Mohon tunggu...
Ismuziani ita
Ismuziani ita Mohon Tunggu... Perawat - Mental Health Nurse

Selalu bersyukur pada Allah.

Selanjutnya

Tutup

Healthy Artikel Utama

Saya dan Pengalaman Merawat Orang dengan Gangguan Jiwa

12 Oktober 2020   00:39 Diperbarui: 12 Oktober 2020   04:48 1400
+
Laporkan Konten
Laporkan Akun
Kompasiana adalah platform blog. Konten ini menjadi tanggung jawab bloger dan tidak mewakili pandangan redaksi Kompas.
Lihat foto
Bagikan ide kreativitasmu dalam bentuk konten di Kompasiana | Sumber gambar: Freepik

Penulis bergabung menjadi Perawat Jiwa sejak tahun 2005. Saat itu belum bertugas di Rumah Sakit Jiwa, namun sebagai Perawat Jiwa di komunitas yang juga bekerja sama dengan Rumah Sakit Jiwa selain dengan Dinas Kesehatan dan Puskesmas. Profesi sebagai Perawat jiwa dimulai saat bergabung pada sebuah NGO pasca musibah Tsunami yang melanda Nanggroe Aceh Darussalam. 

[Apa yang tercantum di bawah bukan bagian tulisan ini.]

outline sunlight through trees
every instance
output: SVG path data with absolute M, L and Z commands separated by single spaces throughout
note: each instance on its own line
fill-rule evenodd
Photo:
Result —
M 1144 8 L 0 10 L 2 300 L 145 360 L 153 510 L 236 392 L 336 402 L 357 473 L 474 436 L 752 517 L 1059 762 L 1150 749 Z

Setelah lebih kurang lima belas tahun bekerja merawat Orang Dengan Gangguan Jiwa (ODGJ), saya mengalami berbagai kesan dan pengalaman yang unik.

Pengalaman saat menjadi Perawat Jiwa di komunitas tentu saja berbeda dengan pengalaman merawat ODGJ di Rumah Sakit Jiwa. Di komunitas kami bergabung dalam Community Mental Health Nursing (CMHN).

Anggota CMHN ini terdiri dari perawat-perawat dari Puskesmas yang dibekali dengan ilmu keperawatan jiwa. Merawat ODGJ beda dengan merawat pasien yang sakit secara fisik.

Merawat ODGJ susah-susah gampang. Teori yang kita pelajari meliputi berbagai Asuhan Keperawatan (Askep) untuk pasien dengan Gangguan Kejiwaan, pada penerapannya saat kita memberi Asuhan Keperawatan bisa keluar dari jalur teoritis yang kita pelajari. 

Seperti pada Asuhan Keperawatan Pasien dengan Gangguan Sensori Persepsi : Halusinasi Pendengaran, Strategi Pelaksanaan (SP) pertama secara teori adalah Melatih pasien mengontrol halusinasi dengan cara menghardik halusinasi.

Demikian juga dengan pasien Resiko Prilaku Kekerasan, SP pertamanya, melatih pasien mengontrol marah dengan cara fisik satu (tarik nafas dalam) dan cara fisik dua (pukul bantal/kasur).

Tapi saat kita memberikan Asuhan Keperawatan, belum tentu kita bisa menerapkan sesuai aturan teoritis. Karena Masing-masing pasien, antara pasien satu dengan pasien lainnya berbeda kondisi nya. 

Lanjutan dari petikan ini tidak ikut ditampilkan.